On display at the just-concluded Summer Berlinale were five panels or 20 feet of the Mahad Satyagraha, the 1927 non-violent movement led by Ambedkar for the right to access public water. Change is here, but its pace is not enough for the artist. “We keep thinking how far we’ve come,” he says. “But it’s been 100 years and only one community does the waste collection and sanitation work.”

From the precarious lives of workers to scholars driven to suicide by casteism, all find representation in Bhise’s labyrinthine artworks bursting with pain, people and protest. Bodies are entwined in conflict and change in paintings with shades of blue that range from the palest sky to the deepest indigo.

Painting untold histories

While Bhise’s works have always centred caste, labour, poverty and justice, it was only after the citizenship protests in 2019, the COVID-19 lockdown, and the farmers’ protests, that he began painting Ambedkar, a leader who was invoked in all of these moments. “Wherever there is injustice, there is Ambedkar,” Bhise says. His first portrait in 2021, titled Labour Leader, was of a worker using a rag to wipe a statue of Ambedkar. The man cleans the statue with his right hand as his left hand rests over Ambedkar’s eyes. You could say it represents the uncovering of hidden history.

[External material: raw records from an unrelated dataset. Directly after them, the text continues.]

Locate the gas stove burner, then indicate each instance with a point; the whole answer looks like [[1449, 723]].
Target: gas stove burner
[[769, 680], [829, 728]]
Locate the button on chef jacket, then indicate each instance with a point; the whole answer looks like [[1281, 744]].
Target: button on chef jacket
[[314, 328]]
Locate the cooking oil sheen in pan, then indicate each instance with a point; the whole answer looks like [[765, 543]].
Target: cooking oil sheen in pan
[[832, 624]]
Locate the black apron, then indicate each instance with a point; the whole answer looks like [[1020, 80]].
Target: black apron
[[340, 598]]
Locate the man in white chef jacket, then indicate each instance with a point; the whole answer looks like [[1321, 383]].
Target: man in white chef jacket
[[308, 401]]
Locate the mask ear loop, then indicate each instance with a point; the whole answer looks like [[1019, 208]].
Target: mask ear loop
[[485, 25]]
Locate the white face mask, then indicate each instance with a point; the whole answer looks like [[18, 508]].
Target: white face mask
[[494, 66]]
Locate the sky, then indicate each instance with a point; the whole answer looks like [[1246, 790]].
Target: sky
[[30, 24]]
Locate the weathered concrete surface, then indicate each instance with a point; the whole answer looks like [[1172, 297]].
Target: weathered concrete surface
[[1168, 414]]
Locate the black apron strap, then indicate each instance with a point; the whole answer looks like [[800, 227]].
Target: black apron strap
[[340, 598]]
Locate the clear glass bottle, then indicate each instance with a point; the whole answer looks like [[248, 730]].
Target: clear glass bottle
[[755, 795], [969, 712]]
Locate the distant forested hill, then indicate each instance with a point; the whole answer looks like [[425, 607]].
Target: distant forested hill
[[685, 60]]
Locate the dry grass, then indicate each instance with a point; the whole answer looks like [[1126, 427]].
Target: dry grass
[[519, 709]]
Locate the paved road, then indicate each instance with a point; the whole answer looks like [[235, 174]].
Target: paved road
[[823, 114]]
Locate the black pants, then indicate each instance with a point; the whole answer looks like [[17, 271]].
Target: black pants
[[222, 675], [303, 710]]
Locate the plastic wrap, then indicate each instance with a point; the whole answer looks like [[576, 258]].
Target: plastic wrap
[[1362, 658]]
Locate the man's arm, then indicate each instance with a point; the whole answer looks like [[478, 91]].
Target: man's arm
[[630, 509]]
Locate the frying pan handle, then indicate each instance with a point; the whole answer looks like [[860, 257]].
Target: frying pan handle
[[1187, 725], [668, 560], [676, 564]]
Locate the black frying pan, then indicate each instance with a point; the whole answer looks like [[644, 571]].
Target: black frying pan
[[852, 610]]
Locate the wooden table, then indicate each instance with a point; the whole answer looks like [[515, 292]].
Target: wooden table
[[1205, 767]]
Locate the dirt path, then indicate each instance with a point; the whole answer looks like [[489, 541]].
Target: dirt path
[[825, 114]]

Bhise’s first portrait, titled ‘Labour Leader’.

Bhise’s first portrait, titled ‘Labour Leader’.

‘Who killed Nitin Aage?’ Bhise asks this question in the title of a painting about an intercaste love affair that ended in the brutal murder of a teenager. Like Aage, Bhise fell in love with a Maratha woman, Siddhi, who he met in art school, and they married despite family opposition. Now he dodges their four-year-old twins, Abir and Kabir, instructing them to stay away from his materials, as he paints in the midst of his fatherly life, grabbing every chance to work. “There’s no waiting for the right mood,” he says.

He also spotlights the everyday joy and inspiration a community relies on in the midst of oppression, whether it’s the annual gathering at Mumbai’s Chaityabhumi, where Ambedkar was cremated; or humanitarian idols such as Jyotiba and Savitribai Phule; a euphoric indigo representation of a Jayanti; or the red wall of his parents’ home. “I want people to see Ambedkarite lives,” he says. “Our houses are also different, our food, our literature, our living style, the colour palette…”

Recently, his paintings have been displayed at prestigious venues such as Art Dubai and Art Basel. Coming up are Bergen Assembly in Norway and Frieze London, among many others. “My works were shown in 20 group shows last year,” he says, still slightly incredulous about the growing interest in his art.

It was after the Noida show that the art world really embraced Bhise’s stories. All the years of working with a courier company until he took a big leap to follow his passion and study art, and then a long stint as an art teacher and tutor, have finally paid off. Now he can devote all his time to painting the histories that nobody told us about.